Although documentaries are a cornerstone of the outlets business model, streaming services are media conglomerates that don’t seek to offend governments or other companies. Instead, Netflix, Amazon, Disney and Apple are hungry for more subscribers and content that reaches the widest possible audience. And that content has increasingly started to fit into a specific mold, which is business-driven and focused on true crime, sports, music, or celebrities.
Among filmmakers, there is a growing sense that Hollywood has entered the era of corporate documentary. “It’s a good skeptical lens to apply because it’s a force in what shapes our storytelling now that we need to pay close attention to,” Toronto Film Festival documentary programmer Thom Powers told Variety a year ago.
Powers has selected Gabriela Cowperthwaite’s ‘The Grab’ docu to premiere at this year’s TIFF. The film, which exposes land grabs carried out by international governments and other powerful agencies trying to secure food and water outside their borders, premiered on September 8. It hasn’t found a buyer yet, but if Powers is right and this is the era of the documentary business, anyone can guess if a streaming service will support a film that takes large oscillations in China and Saudi Arabia.
Documentary makers have paid close attention to what streamers are buying – and what’s shown at major festivals. The 2022 docu-lineups for South by Southwest and Tribeca Festival, for example, were both celebrity-heavy.
Camille Hardman and Gary Lane’s “Still Working 9 to 5” focused on the origins and success of the 1980 film “9 to 5,” while also addressing gender inequality and workplace discrimination. work, but despite filmed interviews with and audience support from “9 to 5” stars Jane Fonda, Dolly Parton and Lily Tomlin, the film has no distributor. That’s also the case with Casey Neistat’s “Under the Influence,” about 23-year-old YouTube phenom David Dobrik. Another non-political film from SXSW still looking for distribution is Jessica Edwards’ “Skate Dreams,” about the rise of women’s skateboarding.
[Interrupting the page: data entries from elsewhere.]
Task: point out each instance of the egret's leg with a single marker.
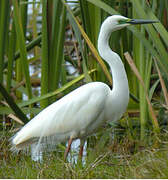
(68, 148)
(82, 142)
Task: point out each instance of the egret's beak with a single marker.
(141, 21)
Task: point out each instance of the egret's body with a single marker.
(83, 111)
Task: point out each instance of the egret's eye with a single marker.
(123, 21)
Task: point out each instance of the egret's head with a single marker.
(117, 22)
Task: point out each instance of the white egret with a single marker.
(81, 112)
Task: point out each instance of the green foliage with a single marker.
(49, 52)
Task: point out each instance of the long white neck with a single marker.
(120, 90)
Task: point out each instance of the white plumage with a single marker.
(83, 111)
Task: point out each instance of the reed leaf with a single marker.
(22, 46)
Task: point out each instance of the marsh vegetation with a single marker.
(48, 48)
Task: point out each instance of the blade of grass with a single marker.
(4, 14)
(162, 83)
(44, 65)
(22, 47)
(135, 70)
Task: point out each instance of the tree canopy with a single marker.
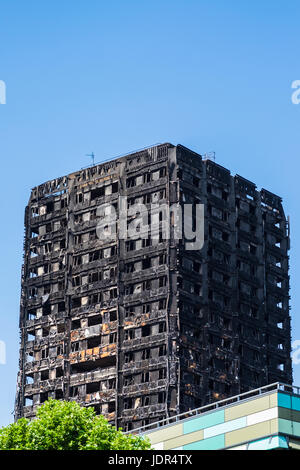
(65, 425)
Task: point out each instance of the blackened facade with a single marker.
(142, 330)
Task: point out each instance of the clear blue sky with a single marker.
(112, 77)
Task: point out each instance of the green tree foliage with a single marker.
(63, 425)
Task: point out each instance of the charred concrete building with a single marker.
(141, 330)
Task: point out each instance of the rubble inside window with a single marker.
(142, 329)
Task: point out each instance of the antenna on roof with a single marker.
(92, 155)
(209, 156)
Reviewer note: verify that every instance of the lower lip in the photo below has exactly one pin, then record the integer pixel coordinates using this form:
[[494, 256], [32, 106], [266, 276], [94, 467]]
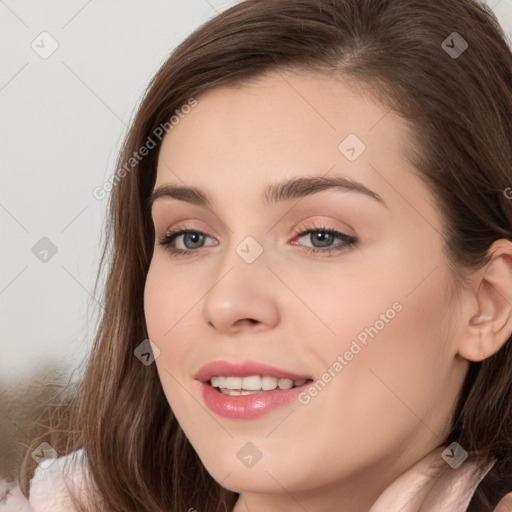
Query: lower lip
[[246, 407]]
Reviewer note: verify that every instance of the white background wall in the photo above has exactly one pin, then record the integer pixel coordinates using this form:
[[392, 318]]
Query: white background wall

In June at the Tribeca Festival, four celebrity-led docuseries premiered, including Sean Mullin’s “It Ain’t Over” (about baseball legend Yogi Berra), “On the Line: The Richard Williams Story” by Stuart McClave (about Venus and Serena Williams’ father), “Butterly in the Sky” by Bradford Thomason and Brett Whitcomb (about the PBS children’s series “Reading Rainbow” and its iconic host LeVar Burton), and ” Subject” by Jennifer Tiexiera and Camilla Hall, about documentary stars including Michael Peterson (“The Staircase”) and the ethics of non-fiction filmmaking. All four documentaries are still on the festival circuit and still looking for distribution. Politically oriented Tribeca documentaries, including Cynthia Lowen’s “Battleground” (about abortion), Josh Alexander’s “Loudmouth” (about Al Sharpton) and “Rudy! A Documusical” (about Rudy Giuliani), also failed to find SVOD distribution. (Abramorama and Roco Films will release “Battleground” in theaters on October 7.)
“It takes a little longer than normal,” says Cinetic Media’s Jason Ishikawa. “Part of it is simply because it was the summer and the instability of the market that shook all sectors of the market, not just the cinema. This is frustrating for a lot of people, especially because Tribeca has created a lot of high-profile business documentaries about famous people or big news stories that can really work in the market.
But Ishikawa adds that all is not lost for the docuseries which have caused a stir on the festival circuit this year but have not found takers.
“That’s not a bad thing, necessarily,” he said. “I understand the concern, but the reality is that there are enough distributors who need content who aren’t producing it themselves. HBO, Netflix, Showtime, they’ve always created their own content, but they’re always looking to complement it, and non-fiction is usually a much better and profitable acquisition than a high-end star-studded scripted movie.